Resolution: Resolved 2026-06-19 (SHA blank) — replaced direct transport.SendAsync + raw indexing in WriteBitInRegisterAsync with a ReadRegisterBlockAsync(... qty=1 ...) call. ReadRegisterBlockAsync validates resp.Length >= 2, resp.Length >= 2 + resp[1], and byte-count-vs-quantity before returning clean [hi, lo] register bytes. Regression test: ModbusBitRmwTests.BitInRegister_write_with_truncated_FC03_response_returns_BadCommunicationError.
Driver.Modbus-014
| Field | Value |
|---|---|
| Severity | Low |
| Category | Error handling & resilience |
| Location | ModbusDriver.cs:990-993 |
| Status | Resolved |
Description: WriteAsync's generic catch (Exception) arm mapped all non-ModbusException failures to StatusBadInternalError (0x80020000). This includes InvalidDataException thrown by ReadRegisterBlockAsync for a malformed PDU during a BitInRegister RMW read — a communication/protocol error, not a driver code defect. By contrast, ReadAsync correctly returns StatusBadCommunicationError (0x80050000) for the same class of failure. The asymmetry makes write-time communication errors look like internal driver bugs to OPC UA clients monitoring StatusCodes, complicating diagnosis.

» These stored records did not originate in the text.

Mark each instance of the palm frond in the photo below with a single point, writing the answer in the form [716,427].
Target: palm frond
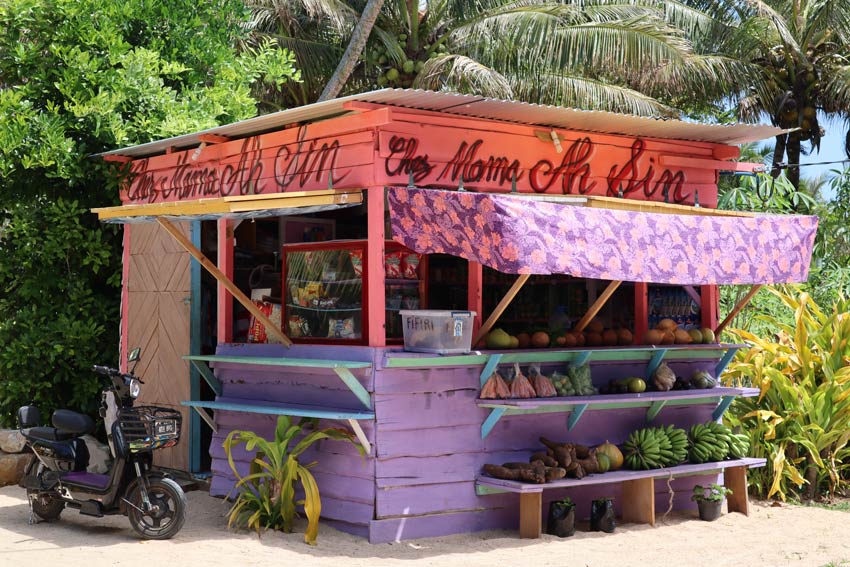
[462,74]
[581,92]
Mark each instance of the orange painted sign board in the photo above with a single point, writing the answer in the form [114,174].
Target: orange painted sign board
[362,151]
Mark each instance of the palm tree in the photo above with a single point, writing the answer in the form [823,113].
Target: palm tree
[797,51]
[583,53]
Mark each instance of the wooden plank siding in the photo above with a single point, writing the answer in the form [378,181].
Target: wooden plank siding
[158,293]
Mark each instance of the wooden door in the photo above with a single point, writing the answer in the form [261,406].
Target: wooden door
[158,316]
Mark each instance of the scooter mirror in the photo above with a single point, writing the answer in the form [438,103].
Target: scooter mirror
[135,355]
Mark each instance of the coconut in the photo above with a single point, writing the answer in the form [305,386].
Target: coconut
[682,337]
[593,339]
[540,339]
[595,326]
[696,335]
[653,337]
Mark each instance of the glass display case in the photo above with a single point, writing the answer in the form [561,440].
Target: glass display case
[325,290]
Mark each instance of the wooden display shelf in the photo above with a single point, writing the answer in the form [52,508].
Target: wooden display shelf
[638,495]
[577,356]
[577,405]
[297,410]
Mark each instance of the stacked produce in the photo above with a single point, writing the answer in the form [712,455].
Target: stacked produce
[576,382]
[667,332]
[712,441]
[655,447]
[514,385]
[559,460]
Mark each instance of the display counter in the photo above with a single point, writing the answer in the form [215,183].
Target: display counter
[428,433]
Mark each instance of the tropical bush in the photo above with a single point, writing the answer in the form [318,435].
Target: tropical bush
[266,495]
[800,422]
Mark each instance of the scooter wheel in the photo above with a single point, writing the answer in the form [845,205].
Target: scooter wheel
[45,505]
[167,512]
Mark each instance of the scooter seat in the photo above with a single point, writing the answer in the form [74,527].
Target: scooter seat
[48,434]
[72,422]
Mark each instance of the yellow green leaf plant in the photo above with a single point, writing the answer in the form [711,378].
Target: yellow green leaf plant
[266,496]
[800,421]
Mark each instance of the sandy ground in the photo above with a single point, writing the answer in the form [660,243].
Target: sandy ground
[770,536]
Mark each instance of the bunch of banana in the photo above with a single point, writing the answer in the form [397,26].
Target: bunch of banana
[678,445]
[709,442]
[642,450]
[739,446]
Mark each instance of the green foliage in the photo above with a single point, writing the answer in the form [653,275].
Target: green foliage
[711,493]
[55,269]
[78,77]
[800,422]
[266,495]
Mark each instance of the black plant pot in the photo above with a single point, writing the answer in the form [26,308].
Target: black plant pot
[709,510]
[602,515]
[562,519]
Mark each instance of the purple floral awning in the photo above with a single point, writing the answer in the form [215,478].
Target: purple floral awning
[525,236]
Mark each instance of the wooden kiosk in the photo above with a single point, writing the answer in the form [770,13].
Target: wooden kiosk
[529,216]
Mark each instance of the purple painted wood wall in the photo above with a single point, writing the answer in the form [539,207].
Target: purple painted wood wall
[427,446]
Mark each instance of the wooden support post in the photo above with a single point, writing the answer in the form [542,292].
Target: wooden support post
[638,499]
[530,515]
[641,312]
[222,279]
[597,305]
[224,301]
[735,478]
[500,308]
[737,309]
[475,294]
[709,304]
[376,291]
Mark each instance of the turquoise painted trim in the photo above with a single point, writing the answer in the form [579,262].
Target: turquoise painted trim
[481,490]
[724,362]
[491,421]
[581,358]
[355,386]
[575,415]
[655,362]
[654,408]
[491,365]
[721,408]
[261,361]
[281,410]
[208,375]
[195,449]
[551,355]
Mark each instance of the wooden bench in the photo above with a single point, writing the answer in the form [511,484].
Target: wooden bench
[638,494]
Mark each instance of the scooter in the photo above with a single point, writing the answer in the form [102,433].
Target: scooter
[57,478]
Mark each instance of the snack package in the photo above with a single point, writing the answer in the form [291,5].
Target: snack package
[341,329]
[356,257]
[256,330]
[392,265]
[410,265]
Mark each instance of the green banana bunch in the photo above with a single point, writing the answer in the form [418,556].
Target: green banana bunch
[646,449]
[711,441]
[678,445]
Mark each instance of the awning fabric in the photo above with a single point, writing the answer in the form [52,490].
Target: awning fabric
[522,236]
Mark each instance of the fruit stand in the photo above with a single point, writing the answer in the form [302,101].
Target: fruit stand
[577,254]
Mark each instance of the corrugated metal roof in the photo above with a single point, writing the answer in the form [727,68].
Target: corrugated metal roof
[477,107]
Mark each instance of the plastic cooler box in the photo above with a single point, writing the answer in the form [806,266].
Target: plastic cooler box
[442,332]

Recommendation: Add a catch (InvalidDataException) arm before the generic catch in WriteAsync that maps the exception to StatusBadCommunicationError, matching the ReadAsync error surface.
Resolution: Resolved 2026-06-19 (SHA blank) — added catch (InvalidDataException) { results[i] = new WriteResult(StatusBadCommunicationError); } between the ModbusException and generic catch arms in WriteAsync. Covered by the same regression test as Driver.Modbus-013: ModbusBitRmwTests.BitInRegister_write_with_truncated_FC03_response_returns_BadCommunicationError.